REGNO [7]

862 127 3
                                    

sekarang sudah menunjukkan pukul sembilan pagi, tetapi tidak ada tanda tanda kehidupan di rumah berlantai dua yang dihuni oleh lima orang pria tampan di dalamnya.

Seharusnya mereka sudah harus beraktivitas ketika jam menunjukkan pukul tujuh, tapi nyatanya kelima orang ini tidak ada yang terbangun. Alarm pun tidak lagi ada fungsinya bagi mereka yang tertidur lelap layaknya kerbau.

"jam berapa Jen?" Mark yang tidur di kamar Jeno mengerang pelan saat ia merasa tidur nya terganggu dengan sinar matahari yang menembus dari celah jendela kamar adiknya. Jeno berdehem tidak tau. Ia masih ingin bergelung dengan selimut tebal miliknya. Rasanya ia benar benar kelelahan semalam, tubuhnya bahkan hampir remuk.

Semalam, Jeno ditugaskan taeyong untuk menghitung lampu jalanan sepanjang malam sementara Mark menghitung berapa banyak garis di tengah jalan saat mereka lewat. Sungguh pekerjaan yang sangat memiliki faedah bukan?

"eunghh JEN JAM SEMBILAN" mark langsung tersadar dari tidurnya yang tadinya nyenyak. Seluruh tubuhnya bagaikan diguyur oleh air dingin saat ia tersadar sekarang sudah jam berapa.

"HAH? JAM BERAPA?" Jeno yang tadi setengah sadar bertanya, memastikan apakah kupingnya benar atau dia hanya salah mendengar?

"JAM SEMBILAN ANJIR, UDAH TELAT BANGET KITA" Mark kembali berteriak, mengambil kaus nya yang sebelumnya ia lempar ke meja belajar milik jeno dan turun menghampiri siapapun yang ada di bawah.

"ini jam segini kok Mark ngga dibangunin?" Mark langsung protes kepada seorang yang tengah duduk di kursi makan. Matanya masih sayu khas orang yang belum cukup tidur. Di depannya ada segelas susu coklat dingin yang sepertinya belum di sentuh sang pemilik.
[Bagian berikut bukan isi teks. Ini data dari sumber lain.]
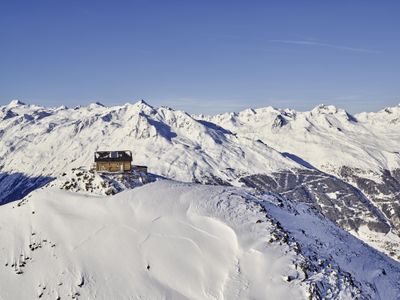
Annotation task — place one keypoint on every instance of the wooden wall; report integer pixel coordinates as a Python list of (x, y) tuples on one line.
[(117, 166)]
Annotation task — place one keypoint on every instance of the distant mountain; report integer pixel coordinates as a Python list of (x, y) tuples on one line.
[(170, 240), (347, 167)]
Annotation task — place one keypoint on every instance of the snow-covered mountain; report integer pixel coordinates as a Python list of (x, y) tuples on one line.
[(346, 168), (169, 240)]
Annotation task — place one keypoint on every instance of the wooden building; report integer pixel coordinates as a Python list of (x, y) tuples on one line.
[(113, 161)]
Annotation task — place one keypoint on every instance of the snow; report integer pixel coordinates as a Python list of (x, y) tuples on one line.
[(162, 240), (46, 142), (327, 137)]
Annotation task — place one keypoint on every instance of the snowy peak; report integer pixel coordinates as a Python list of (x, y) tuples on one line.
[(15, 103)]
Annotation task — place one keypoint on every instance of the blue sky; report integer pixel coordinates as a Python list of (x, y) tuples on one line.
[(201, 56)]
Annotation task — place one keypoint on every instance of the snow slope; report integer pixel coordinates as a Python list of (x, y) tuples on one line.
[(327, 137), (46, 142), (345, 166), (170, 240), (161, 241)]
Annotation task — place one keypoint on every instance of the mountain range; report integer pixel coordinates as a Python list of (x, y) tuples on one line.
[(324, 166)]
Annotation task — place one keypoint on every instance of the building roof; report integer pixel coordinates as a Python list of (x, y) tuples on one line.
[(110, 156)]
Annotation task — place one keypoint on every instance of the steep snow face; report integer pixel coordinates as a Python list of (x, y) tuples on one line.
[(161, 241), (182, 241), (46, 142), (326, 137)]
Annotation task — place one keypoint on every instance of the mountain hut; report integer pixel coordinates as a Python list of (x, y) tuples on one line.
[(113, 161)]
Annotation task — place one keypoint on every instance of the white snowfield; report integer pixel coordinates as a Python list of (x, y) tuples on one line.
[(161, 241), (42, 141), (327, 137), (170, 240)]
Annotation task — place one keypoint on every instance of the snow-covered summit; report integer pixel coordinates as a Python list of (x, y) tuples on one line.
[(181, 241)]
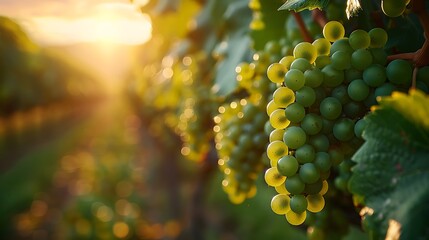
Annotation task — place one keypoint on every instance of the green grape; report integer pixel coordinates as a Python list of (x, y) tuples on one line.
[(305, 154), (324, 189), (295, 112), (341, 94), (313, 77), (358, 90), (294, 184), (361, 59), (352, 74), (276, 150), (359, 39), (313, 188), (271, 107), (287, 165), (316, 203), (280, 204), (294, 137), (360, 127), (341, 60), (341, 45), (322, 161), (276, 72), (281, 189), (273, 177), (312, 124), (333, 31), (278, 119), (283, 96), (287, 61), (379, 56), (344, 129), (330, 108), (294, 79), (378, 37), (276, 135), (374, 75), (399, 72), (298, 203), (320, 142), (301, 64), (393, 8), (323, 46), (305, 96), (296, 218), (384, 90), (322, 61), (332, 76), (309, 173), (305, 50)]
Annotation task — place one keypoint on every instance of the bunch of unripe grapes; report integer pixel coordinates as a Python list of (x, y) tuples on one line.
[(325, 90), (195, 124), (240, 143)]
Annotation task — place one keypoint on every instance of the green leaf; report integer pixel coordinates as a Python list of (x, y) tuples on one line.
[(392, 170), (299, 5)]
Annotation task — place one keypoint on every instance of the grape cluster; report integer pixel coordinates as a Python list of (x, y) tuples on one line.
[(240, 142), (325, 89), (195, 123)]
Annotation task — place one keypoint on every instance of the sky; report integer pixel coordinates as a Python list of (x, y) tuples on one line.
[(63, 22)]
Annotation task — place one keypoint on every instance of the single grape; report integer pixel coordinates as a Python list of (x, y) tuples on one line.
[(288, 165), (294, 184), (330, 108), (309, 173), (358, 90), (294, 137), (283, 96), (278, 119), (305, 50), (316, 203), (273, 177), (298, 203), (344, 129), (276, 72), (312, 124), (359, 39), (374, 75), (333, 31), (276, 150), (305, 96), (399, 72), (341, 60), (280, 204), (322, 45), (294, 79), (296, 218), (295, 112), (322, 161)]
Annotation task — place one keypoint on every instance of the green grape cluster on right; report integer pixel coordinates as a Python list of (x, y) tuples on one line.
[(324, 91)]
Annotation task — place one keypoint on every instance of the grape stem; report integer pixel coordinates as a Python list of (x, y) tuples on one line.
[(319, 17), (420, 57), (302, 27)]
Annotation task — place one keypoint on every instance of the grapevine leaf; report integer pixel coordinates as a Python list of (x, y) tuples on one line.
[(299, 5), (392, 170)]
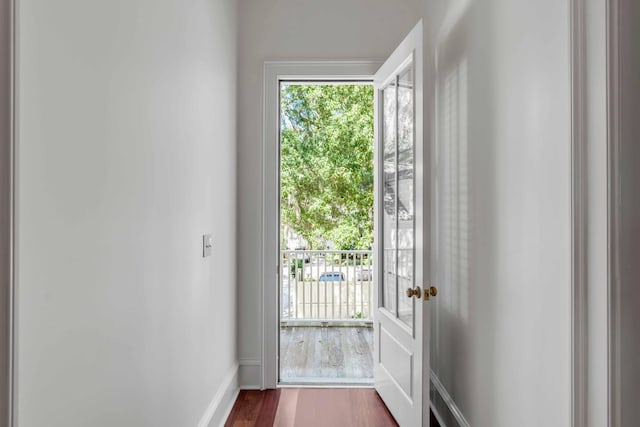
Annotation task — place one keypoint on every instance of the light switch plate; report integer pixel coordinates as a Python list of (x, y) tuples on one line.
[(207, 244)]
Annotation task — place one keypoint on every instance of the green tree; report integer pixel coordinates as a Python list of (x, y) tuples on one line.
[(327, 163)]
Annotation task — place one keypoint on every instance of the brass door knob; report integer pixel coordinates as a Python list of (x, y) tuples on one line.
[(417, 292), (431, 292)]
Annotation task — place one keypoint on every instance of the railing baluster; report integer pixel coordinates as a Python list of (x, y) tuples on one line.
[(306, 303)]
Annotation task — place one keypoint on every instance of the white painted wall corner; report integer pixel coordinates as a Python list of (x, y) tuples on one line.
[(222, 402)]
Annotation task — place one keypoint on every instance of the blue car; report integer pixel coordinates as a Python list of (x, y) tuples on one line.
[(334, 276)]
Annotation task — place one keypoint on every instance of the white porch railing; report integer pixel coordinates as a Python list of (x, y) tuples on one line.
[(332, 287)]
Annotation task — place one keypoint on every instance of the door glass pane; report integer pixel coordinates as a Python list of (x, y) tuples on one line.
[(389, 221), (405, 200)]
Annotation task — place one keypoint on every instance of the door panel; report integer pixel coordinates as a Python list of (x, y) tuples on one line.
[(400, 321)]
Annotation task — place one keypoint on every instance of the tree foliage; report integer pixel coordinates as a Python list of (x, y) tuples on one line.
[(327, 164)]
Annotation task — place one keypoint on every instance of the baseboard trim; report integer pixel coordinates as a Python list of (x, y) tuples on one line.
[(222, 402), (442, 400), (438, 416)]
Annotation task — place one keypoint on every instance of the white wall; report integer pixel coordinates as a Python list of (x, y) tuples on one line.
[(126, 158), (293, 30), (596, 214), (5, 204), (501, 328), (629, 225)]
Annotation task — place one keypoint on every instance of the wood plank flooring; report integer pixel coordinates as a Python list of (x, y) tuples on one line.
[(309, 407), (329, 354)]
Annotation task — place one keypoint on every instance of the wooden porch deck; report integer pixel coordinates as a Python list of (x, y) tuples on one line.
[(316, 355)]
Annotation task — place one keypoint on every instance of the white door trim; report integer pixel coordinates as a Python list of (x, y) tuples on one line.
[(583, 325), (7, 209), (579, 188), (274, 72), (613, 213)]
"gimana mau bangunin kalian? Gue aja baru bangun" taeyong berujar sinis. Ia kemudian meminum susu dingin miliknya kemudian menggeser peralatan yang ada di meja makan sebelum ia naik ke meja makan dan kembali terlelap di atas sana.

Mark mendesah, makhluk itu sangat amat tidak berguna sekali.

"lo baru bangun juga?" Jaehyun turun masih dengan bertelanjang dada. Ia bahkan masih menguap dan rambutnya berantakan. Jaehyun lantas melompat ke sofa panjang ruang tengah untuk kembali tertidur.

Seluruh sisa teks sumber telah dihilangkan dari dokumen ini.